Electric word, life
On Saturday April 16, 2016 I attended the 10th Annual National Walk for Epilepsy in Washington, D.C. I have attended the last seven national walks. In this post I have included at least one photo from each walk and a link to the gallery.
When I started attending the national walks, I was nervous and quiet. After a couple of walks, I became vocal and visible. Three years ago, I retreated when my wife and I separated. Two steps forward, one step….
Electric word, life
People with epilepsy refer to ourselves as a family. Prince, who died today, was part of our family. Our family feels lonelier and quieter tonight without him. Prince was known to disguise himself so that he could appear in public. As I reviewed the seven galleries, I hoped that he attended one of our events… join our secret club. I would have joined his secret club, but I did not want to impose. I was protective of him. He was family.
While looking through the years of walk photos, I hummed the Joni Mitchel song “Both Sides Now.” (Prince borrowed from this song when writing for The Time.)
“I’ve looked at clouds from both sides now… it’s clouds illusions I recall.”
My mother and step-father attended the 2014 National Walk. They have attended the local walk with me in Northern California. I needed them in 2014. I photographed the walk and visited with some friends, but I did not talk about my life. I talked and wrote mostly about “life’s illusions.”
Just before I left for the 2013 National Walk, my wife told me that she wanted a divorce. (We had been discussing this for months, I just didn’t realize that I would feel ashamed.) At the time, I was still producing content for the Epilepsy Foundation on their old online site as the only featured blogger with epilepsy. I knew how to “talk about” epilepsy. I could even talk about suicide, but I couldn’t talk about divorce. I wanted to be the person who had kept it together. I wanted to be the good communicator, but I couldn’t even communicate with my wife.
At the 2013 Epilepsy VIP Reception Mead Center something sustained me during the cloudy times. Someone hugged me and told me that he loved me. It reminded me of a priest, which Tony Coelho almost became if not for epilepsy. I had already considered Tony my hero for his strength. Today, I am more grateful for his kindness and ability to sense that I was struggling.

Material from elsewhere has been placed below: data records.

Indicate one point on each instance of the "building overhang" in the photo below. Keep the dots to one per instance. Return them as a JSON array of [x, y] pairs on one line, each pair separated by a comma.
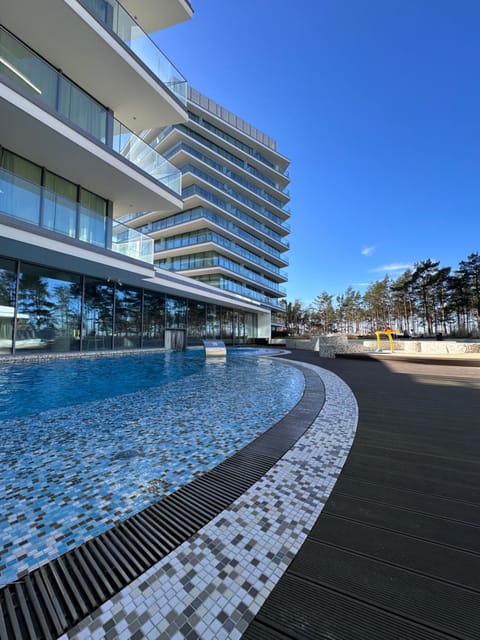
[[51, 142], [66, 255], [154, 15]]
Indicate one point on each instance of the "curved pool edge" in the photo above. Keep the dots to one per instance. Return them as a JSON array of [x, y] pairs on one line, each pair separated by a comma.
[[214, 583]]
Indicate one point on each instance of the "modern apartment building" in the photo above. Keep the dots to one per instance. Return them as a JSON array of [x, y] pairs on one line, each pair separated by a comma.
[[79, 81], [233, 227]]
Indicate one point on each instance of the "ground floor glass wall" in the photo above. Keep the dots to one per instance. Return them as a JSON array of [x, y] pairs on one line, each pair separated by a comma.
[[45, 309]]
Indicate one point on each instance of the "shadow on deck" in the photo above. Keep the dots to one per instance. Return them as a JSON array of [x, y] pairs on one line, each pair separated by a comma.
[[395, 553]]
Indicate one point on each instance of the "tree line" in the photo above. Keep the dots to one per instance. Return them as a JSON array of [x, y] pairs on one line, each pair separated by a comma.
[[426, 300]]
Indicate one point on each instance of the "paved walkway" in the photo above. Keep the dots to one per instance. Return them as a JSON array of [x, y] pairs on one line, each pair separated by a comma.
[[395, 554]]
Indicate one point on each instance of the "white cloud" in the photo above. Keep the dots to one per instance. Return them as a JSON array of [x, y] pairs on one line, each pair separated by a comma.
[[393, 266], [368, 251]]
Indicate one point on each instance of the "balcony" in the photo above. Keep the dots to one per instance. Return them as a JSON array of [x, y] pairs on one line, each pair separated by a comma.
[[195, 219], [155, 15], [103, 49], [175, 245], [88, 158], [112, 15], [32, 203], [212, 263]]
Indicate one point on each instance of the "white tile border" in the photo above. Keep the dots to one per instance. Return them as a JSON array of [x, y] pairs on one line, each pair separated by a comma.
[[213, 585]]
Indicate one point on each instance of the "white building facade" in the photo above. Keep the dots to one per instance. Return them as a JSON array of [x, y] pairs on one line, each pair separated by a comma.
[[81, 81]]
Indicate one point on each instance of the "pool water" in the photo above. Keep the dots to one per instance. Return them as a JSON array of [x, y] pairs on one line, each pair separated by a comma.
[[86, 442]]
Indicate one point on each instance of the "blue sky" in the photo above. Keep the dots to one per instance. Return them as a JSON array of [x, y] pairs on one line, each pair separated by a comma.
[[377, 105]]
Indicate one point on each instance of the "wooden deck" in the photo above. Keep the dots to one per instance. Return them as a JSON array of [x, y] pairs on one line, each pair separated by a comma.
[[395, 553]]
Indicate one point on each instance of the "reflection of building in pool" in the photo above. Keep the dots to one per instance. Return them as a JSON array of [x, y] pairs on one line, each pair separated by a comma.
[[73, 163], [233, 227]]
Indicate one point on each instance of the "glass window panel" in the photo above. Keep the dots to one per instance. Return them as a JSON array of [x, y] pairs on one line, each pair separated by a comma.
[[97, 315], [7, 304], [227, 326], [213, 322], [128, 318], [59, 205], [28, 71], [153, 320], [92, 218], [19, 187], [196, 322], [176, 313], [49, 303]]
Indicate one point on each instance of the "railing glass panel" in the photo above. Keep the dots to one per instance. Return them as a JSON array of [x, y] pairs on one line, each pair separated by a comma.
[[45, 84], [113, 16], [131, 243], [32, 203]]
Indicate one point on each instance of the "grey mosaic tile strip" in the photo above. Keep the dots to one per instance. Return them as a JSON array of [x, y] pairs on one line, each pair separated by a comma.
[[213, 585]]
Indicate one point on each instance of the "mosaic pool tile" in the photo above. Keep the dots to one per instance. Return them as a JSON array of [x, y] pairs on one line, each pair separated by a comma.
[[68, 474], [213, 585]]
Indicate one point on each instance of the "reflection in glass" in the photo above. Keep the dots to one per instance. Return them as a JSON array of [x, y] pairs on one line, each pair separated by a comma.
[[153, 320], [196, 322], [128, 318], [176, 313], [97, 315], [227, 326], [19, 187], [48, 315], [213, 322], [7, 304]]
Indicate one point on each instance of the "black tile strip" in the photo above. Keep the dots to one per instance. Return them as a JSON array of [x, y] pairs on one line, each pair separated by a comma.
[[52, 599]]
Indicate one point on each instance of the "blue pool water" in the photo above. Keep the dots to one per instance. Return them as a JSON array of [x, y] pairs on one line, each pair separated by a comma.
[[86, 442], [33, 387]]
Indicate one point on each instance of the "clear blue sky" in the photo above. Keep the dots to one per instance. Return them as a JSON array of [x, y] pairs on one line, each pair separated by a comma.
[[377, 105]]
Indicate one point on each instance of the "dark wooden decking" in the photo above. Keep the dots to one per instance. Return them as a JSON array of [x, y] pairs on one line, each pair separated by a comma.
[[395, 553]]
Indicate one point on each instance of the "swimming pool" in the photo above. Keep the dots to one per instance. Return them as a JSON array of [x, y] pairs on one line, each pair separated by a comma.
[[135, 429]]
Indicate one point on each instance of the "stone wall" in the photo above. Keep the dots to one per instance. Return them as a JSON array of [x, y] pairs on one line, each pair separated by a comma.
[[328, 346]]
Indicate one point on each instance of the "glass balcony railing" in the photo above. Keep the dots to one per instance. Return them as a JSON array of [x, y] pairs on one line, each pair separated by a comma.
[[200, 237], [113, 16], [234, 287], [46, 85], [33, 203], [194, 189], [131, 147], [187, 263], [131, 243], [198, 213]]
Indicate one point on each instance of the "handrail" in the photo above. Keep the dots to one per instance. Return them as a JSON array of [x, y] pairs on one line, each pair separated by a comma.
[[112, 15], [47, 86]]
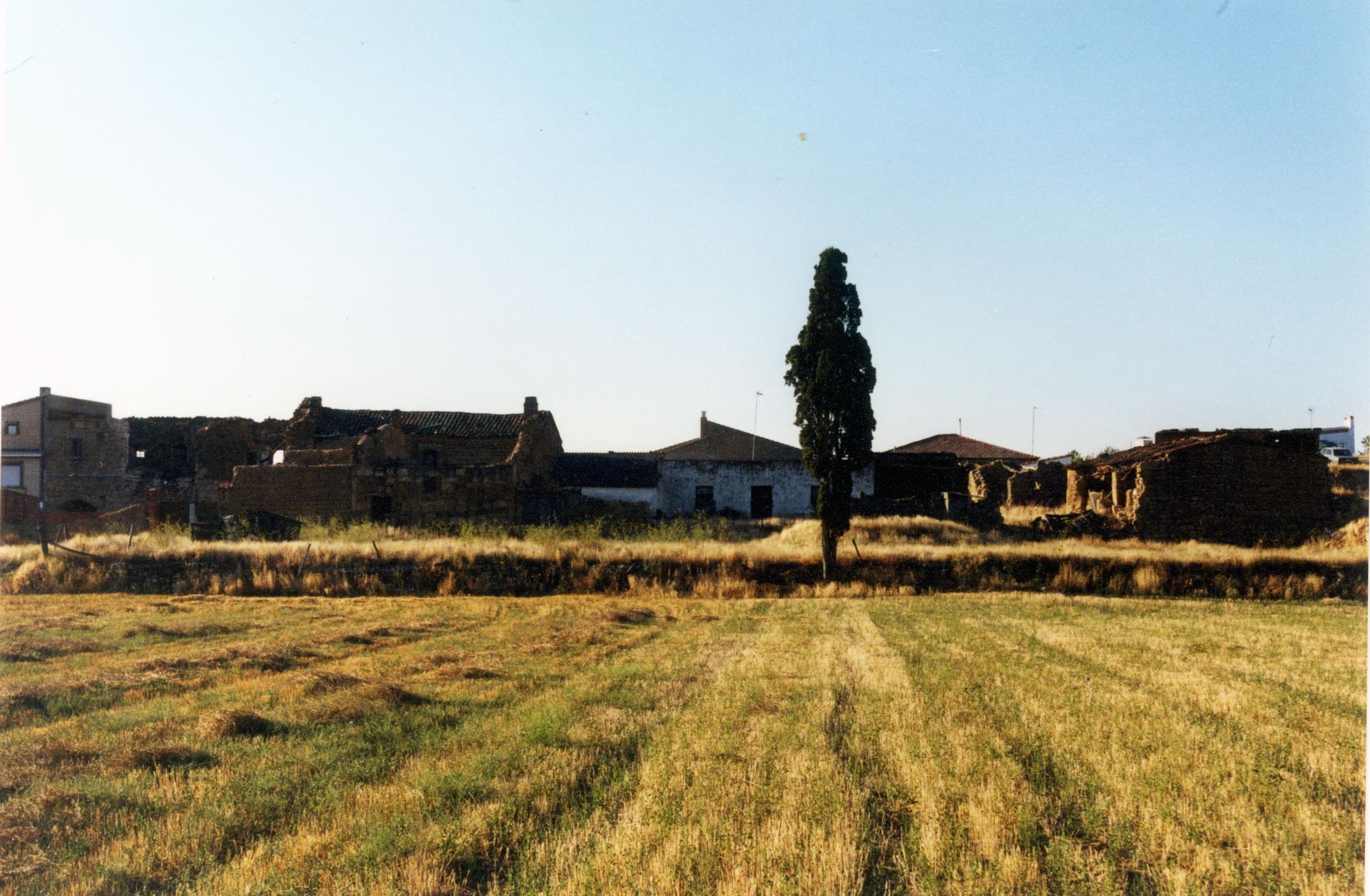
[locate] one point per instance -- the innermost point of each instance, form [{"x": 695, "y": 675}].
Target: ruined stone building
[
  {"x": 406, "y": 466},
  {"x": 80, "y": 461},
  {"x": 964, "y": 450},
  {"x": 614, "y": 477},
  {"x": 1043, "y": 486},
  {"x": 1227, "y": 486},
  {"x": 939, "y": 473}
]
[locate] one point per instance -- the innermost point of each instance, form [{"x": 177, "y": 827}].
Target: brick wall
[{"x": 302, "y": 493}]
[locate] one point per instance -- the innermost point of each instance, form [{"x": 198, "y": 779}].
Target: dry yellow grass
[
  {"x": 956, "y": 743},
  {"x": 880, "y": 554}
]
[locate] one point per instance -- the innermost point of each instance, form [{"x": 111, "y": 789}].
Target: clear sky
[{"x": 1134, "y": 216}]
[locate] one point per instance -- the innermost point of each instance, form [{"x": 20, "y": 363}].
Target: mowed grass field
[{"x": 953, "y": 743}]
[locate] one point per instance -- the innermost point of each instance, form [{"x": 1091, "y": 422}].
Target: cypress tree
[{"x": 832, "y": 376}]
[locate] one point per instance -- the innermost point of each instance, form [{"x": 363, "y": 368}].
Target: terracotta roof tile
[
  {"x": 962, "y": 447},
  {"x": 339, "y": 423}
]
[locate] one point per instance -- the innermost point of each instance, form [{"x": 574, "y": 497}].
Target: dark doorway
[
  {"x": 761, "y": 502},
  {"x": 382, "y": 508}
]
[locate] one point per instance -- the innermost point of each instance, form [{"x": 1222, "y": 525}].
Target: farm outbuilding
[
  {"x": 408, "y": 466},
  {"x": 1227, "y": 486}
]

At the 2012 Epilepsy Walk, I met a parent who walked for her daughter. The daughter was born one year after me. Every year family and friends walk for people who have died. The larger family supports those who are grieving… at least I hope we support those. I realize as I write this, I am less supportive when I am immobilized by shame.
At the 2011 National Epilepsy Walk, it snowed. This is the only year that my children attended. We did not plan for snow, but it was beautiful… and cold. There has been snow, sun, mud, rain, wind, clouds, kites, and cherry blossoms.
At the 2010 National Walk for Epilepsy, I took a bunch of bad pictures. I was nervous. I was also surprised by the Washington Monument sneaking into my pictures. One of my last photos from the 2010 walk was one of my favorites.